SHG/SIS (the saline one):
– Significantly more expensive (according to my doctor’s cheat sheet of costs)
– Use of saline and ultrasound to see if the solution goes through your tubes
– It’s ‘cleaner’. I experienced less spotting and I think that might be due to the fact that saline is, well, saline
– The ‘cleaning’ process was a q-tip on my cervix, which is uncomfortable but…(see below)
– For the procedure itself, I just kind of laid there and breathed deeply and then it was done
HSG (the dye one):
– May not be able to have done at your OBGYN’s office (just my experience – my OBGYN could only perform the SHG, and I had to go to the hospital to have the HSG done)
– Dye and an X-Ray machine do the work this time
– Was told that this one can “tell you more”, and was especially better for checking out tubes post-ectopics, but everything just looked like confusing blobs to me
– I experienced A LOT more bleeding with my HSG, but I have no idea if that’s because they did it later than they technically should be (CD13!) or if it’s just another exciting way that my uterus is rebelling
– Apparently my cervix has gotten very dirty over the past few months, because my doctor told me that he was just going to put some soap on it to clean it off….THREE TIMES. By the third time I wanted to scream, “OKAY! ENOUGH! IT’S CLEAN!!!!” It’s strange and scratchy and I am just not a cervix-cleaning fan, apparently.
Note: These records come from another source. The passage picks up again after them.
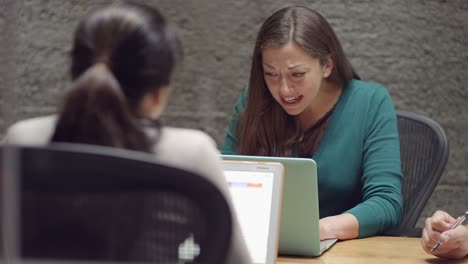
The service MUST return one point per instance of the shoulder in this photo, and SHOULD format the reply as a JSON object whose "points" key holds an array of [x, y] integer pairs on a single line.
{"points": [[187, 137], [367, 91], [187, 148], [33, 131]]}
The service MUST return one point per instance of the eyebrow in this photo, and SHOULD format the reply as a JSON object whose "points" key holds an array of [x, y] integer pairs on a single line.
{"points": [[289, 68], [269, 66], [294, 66]]}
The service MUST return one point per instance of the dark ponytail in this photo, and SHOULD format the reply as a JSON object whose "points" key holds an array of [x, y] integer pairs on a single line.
{"points": [[121, 54], [95, 111]]}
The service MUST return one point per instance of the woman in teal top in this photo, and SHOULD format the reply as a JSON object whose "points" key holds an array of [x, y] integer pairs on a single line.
{"points": [[305, 100]]}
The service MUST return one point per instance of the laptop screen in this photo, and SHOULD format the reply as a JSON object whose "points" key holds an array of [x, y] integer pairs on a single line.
{"points": [[253, 195]]}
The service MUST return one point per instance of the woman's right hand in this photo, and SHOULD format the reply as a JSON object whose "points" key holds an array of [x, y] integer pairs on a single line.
{"points": [[454, 242]]}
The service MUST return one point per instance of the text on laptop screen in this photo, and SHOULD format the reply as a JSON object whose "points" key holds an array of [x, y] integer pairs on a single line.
{"points": [[251, 192]]}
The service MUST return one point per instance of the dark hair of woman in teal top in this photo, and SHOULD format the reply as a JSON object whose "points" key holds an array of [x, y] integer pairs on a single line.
{"points": [[278, 104], [122, 59]]}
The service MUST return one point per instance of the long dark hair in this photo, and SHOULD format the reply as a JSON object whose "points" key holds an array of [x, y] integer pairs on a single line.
{"points": [[265, 128], [120, 53]]}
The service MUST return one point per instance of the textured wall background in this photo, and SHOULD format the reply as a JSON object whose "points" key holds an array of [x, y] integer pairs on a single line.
{"points": [[418, 49]]}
– My tubes decided to play hide and go seek, so my doctor asked me to move over onto both my sides as some point so they could get a better angle. So here I am, tube and needle going through my cervix, uncomfortable dye being shot through me, and I’m writhing around on the table trying to get my tubes to make an appearance. It’s as glamorous as it sounds.
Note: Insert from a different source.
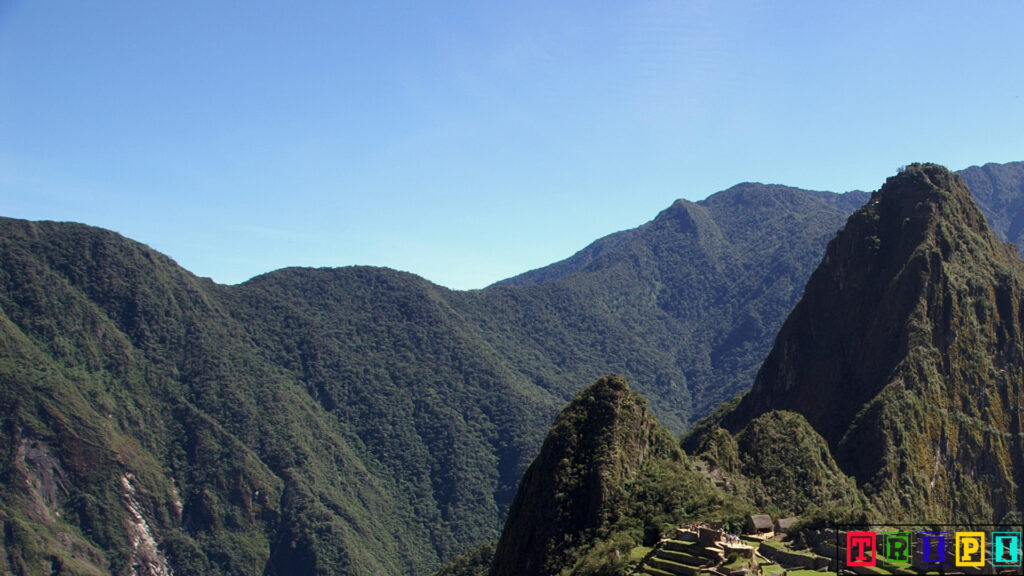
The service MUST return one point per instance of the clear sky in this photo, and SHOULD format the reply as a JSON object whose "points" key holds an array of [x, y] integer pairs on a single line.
{"points": [[467, 141]]}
You probably haven’t had an IUI without experiencing one of these tests, but either way I should establish: they all feel the same to me. Sure, there’s A LOT more liquid involved with an HSG when compared to an IUI (unless your man has like, monster sperm), but I’m fairly certain it’s all the same thing: tube entered into cervix/uterus, needle with dye or sperm entered through tube, and then the actual injection being the most uncomfortable part (GOD does it feel bizarre). I’m not even pregnant yet, but I’m really starting to feel like giving birth isn’t going to be THAT bad. That being said, I would recommend not having an IUI done the same month as whatever procedure you go through. The procedures aren’t super time consuming, but they do leave you crampy and, in my case, with residual anxiety for the rest of the month. I couldn’t imagine going through a tube flushing and then my doctor saying, “Okay, now in a few days we’ll start your ultrasounds and about five days later we’ll nose around in your uterus again.” Like hell you will! I’m feeling…optimistic is never the right word, but simply good about having this month off. I know it was a forced break, but after getting scrubbed out, twice, I just want to be left alone. And even though it’s only been two months (and one cyst) on Clomid – I like working with my own hormones instead of being like, “I hope this pills that makes me sweaty helps me get pregnant!”
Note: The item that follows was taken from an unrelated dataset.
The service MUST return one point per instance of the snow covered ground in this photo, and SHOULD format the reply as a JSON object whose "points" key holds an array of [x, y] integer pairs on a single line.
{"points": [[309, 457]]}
I was provided with print outs of my X-rays (and thank you, I know that my hip bones look skinny – I’ve been working on my summer bod), so I FINALLY have something worth putting up on my fridge!
“Oh you have your ultrasound on your fridge? Well I have proof that my tubes are open in these pictures! …and I bet you know yours are too, because you were able to get pregnant, but I’m sure you didn’t have to go through two extremely uncomfortable tests to find that out! Wait, I feel like I’m losing here…” Today, everyone’s celebrating as mothers or moms-to-be, and I’m stuck with a picture that looks like it belongs on Untold Stories Of The ER (“You won’t BELIEVE what we found in this woman’s uterus!”). Let’s hope that the double flush does the trick, and next year I’ll be asking a three-month-old to make me breakfast in bed.